George Whitefield

George WhitefieldGeorge Whitefield (1714-1770), was an English Puritan who helped spread the Great Awakening in Britain, and especially in the British North American colonies. He was one of the founders of Methodism and of the evangelical movement generally. He became perhaps the best-known preacher in Britain and America in the 18th century, and because he traveled through all of the American colonies and drew great crowds and media coverage, he was one of the most widely recognized public figures in colonial America. He is also known as ‘The Great Awakener’.

Whitfield was born at the Bell Inn, Southgate Street, Gloucester, in England. Whitfield was the 5th son (7th child) of Thomas Whitfield and Elizabeth Edwards who kept an inn at Gloucester. At an early age, he found that he had a passion and talent for acting in the theatre, a passion that he would carry on through the very theatrical re-enactments of Bible stories that he told during his sermons. He was educated at the Crypt School, Gloucester, and Pembroke College, Oxford. Because Whitfield came from a poor background, he did not have the means to pay for his tuition. He therefore entered Oxford as a servitor, the lowest rank of students at Oxford. In return for free tuition, he was assigned as a servant to a number of higher ranked students. His duties included waking them in the morning, polishing their shoes, carrying their books and even assisting with required written assignments. He was a part of the ‘Holy Club’ at Oxford University with the Wesley brothers, John and Charles. After reading Henry Scougal’s The Life of God in the Soul of Man he was converted and became passionate for preaching his new-found faith.

Whitfield preached his first sermon in St Mary de Crypt Church in his home town of Gloucester a week after his ordination. He had earlier become the leader of the Holy Club at Oxford when the Wesley brothers departed for Georgia.
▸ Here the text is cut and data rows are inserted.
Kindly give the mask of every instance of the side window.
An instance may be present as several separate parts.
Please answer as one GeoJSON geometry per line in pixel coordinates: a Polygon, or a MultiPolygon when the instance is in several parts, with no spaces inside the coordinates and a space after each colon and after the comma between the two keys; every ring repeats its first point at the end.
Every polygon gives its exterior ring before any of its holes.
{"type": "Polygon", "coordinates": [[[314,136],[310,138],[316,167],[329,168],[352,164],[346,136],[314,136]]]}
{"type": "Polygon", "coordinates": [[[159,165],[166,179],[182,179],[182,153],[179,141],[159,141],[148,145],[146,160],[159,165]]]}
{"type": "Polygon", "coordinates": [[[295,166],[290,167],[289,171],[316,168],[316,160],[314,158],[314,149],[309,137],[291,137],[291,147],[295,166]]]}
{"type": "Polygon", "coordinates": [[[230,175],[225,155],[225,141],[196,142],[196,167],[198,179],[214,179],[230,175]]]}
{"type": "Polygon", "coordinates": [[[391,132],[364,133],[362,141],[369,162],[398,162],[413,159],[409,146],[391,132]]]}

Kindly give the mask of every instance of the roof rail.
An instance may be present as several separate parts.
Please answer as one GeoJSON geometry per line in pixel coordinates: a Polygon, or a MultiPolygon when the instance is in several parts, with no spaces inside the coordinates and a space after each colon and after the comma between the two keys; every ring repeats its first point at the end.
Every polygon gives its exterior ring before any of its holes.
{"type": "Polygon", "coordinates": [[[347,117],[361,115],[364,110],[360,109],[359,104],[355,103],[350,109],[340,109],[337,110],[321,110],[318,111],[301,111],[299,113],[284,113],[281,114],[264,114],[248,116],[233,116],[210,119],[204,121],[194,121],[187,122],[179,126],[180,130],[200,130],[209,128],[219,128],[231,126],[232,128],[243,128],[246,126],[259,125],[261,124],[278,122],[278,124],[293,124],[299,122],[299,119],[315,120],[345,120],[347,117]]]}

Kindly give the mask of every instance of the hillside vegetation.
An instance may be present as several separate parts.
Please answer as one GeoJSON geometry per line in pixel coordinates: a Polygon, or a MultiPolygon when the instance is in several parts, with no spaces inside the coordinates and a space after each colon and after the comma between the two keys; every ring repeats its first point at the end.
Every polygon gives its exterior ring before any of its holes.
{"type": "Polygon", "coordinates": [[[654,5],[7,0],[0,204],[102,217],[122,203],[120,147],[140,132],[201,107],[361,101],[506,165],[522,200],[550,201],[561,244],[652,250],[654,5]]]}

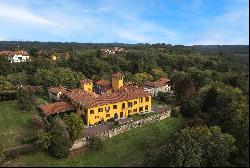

He adopted the practice of Howell Harris of preaching in the open-air at Hanham Mount, near Kingswood, Bristol. In 1738, before becoming parish pastor of Savannah, Georgia, in the American colonies, he invited John Wesley to preach in the open-air for the first time at Kingswood and then Blackheath, London. After a short stay in Georgia, he returned home the following year to receive orders and resumed his open-air evangelistic activities.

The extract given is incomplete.